Ensaf Haidar publie un premier roman et se lance en politique

Ensaf Haidar voulait parler des relations  entre hommes  et femmes  avec la police  religieuse  .
Jacques Nadeau le Devoir Ensaf Haidar voulait parler des relations entre hommes et femmes avec la police religieuse  .

Ensaf Haidar, l’épouse du dissident saoudien Raif Badawi, lance un premier roman au moment où elle s’apprête à se porter candidate pour le Bloc québécois dans Sherbrooke aux prochaines élections fédérales.

Publié aux éditions l’Archipel, La geôle des innocents se déroule en grande partie dans une prison saoudienne, où le couple que formaient Rachwan et Siham est incarcéré pour s’être unis illégalement et pour avoir provoqué un avortement.

« Mon mari est en prison en Arabie saoudite depuis neuf ans, dit-elle en entrevue. Et je me suis posé beaucoup de questions sur la vie en prison, comment il vit, là-bas à l’intérieur de la prison. » Son roman pose le problème de l’hypocrisie généralisée selon laquelle les abus sexuels homosexuels sévissent en prison alors qu’ils sont réprimés dans la population du pays, qui subit les pressions constantes de la police religieuse.

« Je voulais parler des relations entre hommes et femmes avec la police religieuse », dit-elle, précisant cependant qu’elle parle ici de l’Arabie saoudite telle qu’elle l’a quittée il y a dix ans. « C’est l’Arabie saoudite d’avant la modernité », faisant référence aux réformes entamées récemment par le prince héritier Mohammad ben Salmane. « Je ne sais pas à quel niveau est rendu le changement maintenant. »

Dans l’Arabie saoudite qu’elle raconte, les hommes et les femmes vivent des passions et des attirances, mais tout est enfoui et caché. « La sexualité et l’amour en Arabie saoudite, c’est toujours tabou.

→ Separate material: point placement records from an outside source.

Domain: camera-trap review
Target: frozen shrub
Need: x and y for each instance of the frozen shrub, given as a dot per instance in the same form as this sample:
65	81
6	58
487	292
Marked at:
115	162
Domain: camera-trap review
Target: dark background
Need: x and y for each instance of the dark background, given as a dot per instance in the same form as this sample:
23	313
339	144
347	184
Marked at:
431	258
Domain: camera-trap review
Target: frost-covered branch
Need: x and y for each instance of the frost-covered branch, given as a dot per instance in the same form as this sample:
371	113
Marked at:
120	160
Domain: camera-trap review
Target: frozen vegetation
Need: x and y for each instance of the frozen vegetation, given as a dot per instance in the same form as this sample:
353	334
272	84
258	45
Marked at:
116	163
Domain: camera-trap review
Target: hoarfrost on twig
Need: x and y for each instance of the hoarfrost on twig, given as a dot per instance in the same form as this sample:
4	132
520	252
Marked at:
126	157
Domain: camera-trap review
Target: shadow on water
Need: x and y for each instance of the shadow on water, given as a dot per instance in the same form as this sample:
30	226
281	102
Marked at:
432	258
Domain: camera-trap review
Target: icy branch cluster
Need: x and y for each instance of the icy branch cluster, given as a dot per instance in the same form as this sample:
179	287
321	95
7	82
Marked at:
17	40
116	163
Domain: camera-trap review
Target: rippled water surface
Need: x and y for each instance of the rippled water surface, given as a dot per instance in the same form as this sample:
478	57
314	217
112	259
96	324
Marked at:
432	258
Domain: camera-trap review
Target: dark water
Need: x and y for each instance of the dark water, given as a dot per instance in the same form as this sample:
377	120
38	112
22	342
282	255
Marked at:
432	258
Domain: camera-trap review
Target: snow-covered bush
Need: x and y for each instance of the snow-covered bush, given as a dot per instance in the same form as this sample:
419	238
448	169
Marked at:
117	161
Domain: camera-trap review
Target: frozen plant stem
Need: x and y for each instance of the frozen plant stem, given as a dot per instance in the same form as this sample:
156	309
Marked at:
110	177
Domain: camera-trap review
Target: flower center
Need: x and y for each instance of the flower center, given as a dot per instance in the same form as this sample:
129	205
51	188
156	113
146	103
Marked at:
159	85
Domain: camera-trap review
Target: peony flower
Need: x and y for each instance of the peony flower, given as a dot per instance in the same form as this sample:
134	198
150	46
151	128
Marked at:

On n’a pas le droit d’en parler. La femme n’a pas le droit de voir son mari avant le mariage », dit-elle.

La sexualité et l’amour en Arabie saoudite, c’est toujours tabou. On n’a pas le droit d’en parler. La femme n’a pas le droit de voir son mari avant le mariage.

 

Ensaf Haidar a déjà raconté, dans des récits précédents, Mon combat pour sauver Raif Badawi et Mon mari, ma douleur, mon espoir, son histoire d’amour avec Raif Badawi, qui a été condamné à dix ans de prison et à mille coups de fouet pour avoir tenu un blogue pour la défense des droits de la personne en Arabie saoudite.

Accusé d’apostasie et d’« insulte à l’islam », il défend la séparation de la religion et de l’État. Depuis plusieurs années, Mme Haidar milite pour qu’il obtienne la citoyenneté canadienne et qu’il puisse venir la rejoindre, elle qui vit maintenant avec leurs trois enfants à Sherbrooke.

Dans son roman, elle met en scène des gens venant de l’extérieur de l’Arabie saoudite, notamment du Yémen et de la Syrie, qui ne connaissent pas nécessairement le fonctionnement de la société saoudienne et qui s’y trouvent pris au piège.

Son roman, écrit en arabe et traduit en français par François Zabbal, n’a été pour l’instant publié qu’en français et en anglais. « J’habite maintenant au Québec, mes amis parlent le français et l’anglais. » Elle dit affirmer sa liberté en écrivant notamment de la fiction. « Je suis libre, j’écris ce que je veux. »

En se portant candidate pour le Bloc québécois, Ensaf Haidar souhaite notamment faire avancer les dossiers des relations hommes-femmes et de la laïcité. En principe, Raif Badawi devrait sortir de prison en 2022. Mais Ensaf Haidar ajoute qu’il est aussi condamné, en Arabie saoudite, à dix ans supplémentaires de liberté surveillée. Son mari, qui, selon elle, aurait été victime d’une tentative de meurtre l’année dernière dans la prison de Dahaban, lui parle au téléphone, « quand il a le moral ». Mais il ne décrit jamais ses conditions de détention. « Il ne veut pas qu’on s’inquiète pour lui. »

 

La geôle des innocents

Ensaf Haidar, traduit de l’arabe par François Zabbal, éditions de l’Archipel, Paris, 2021, 202 pages.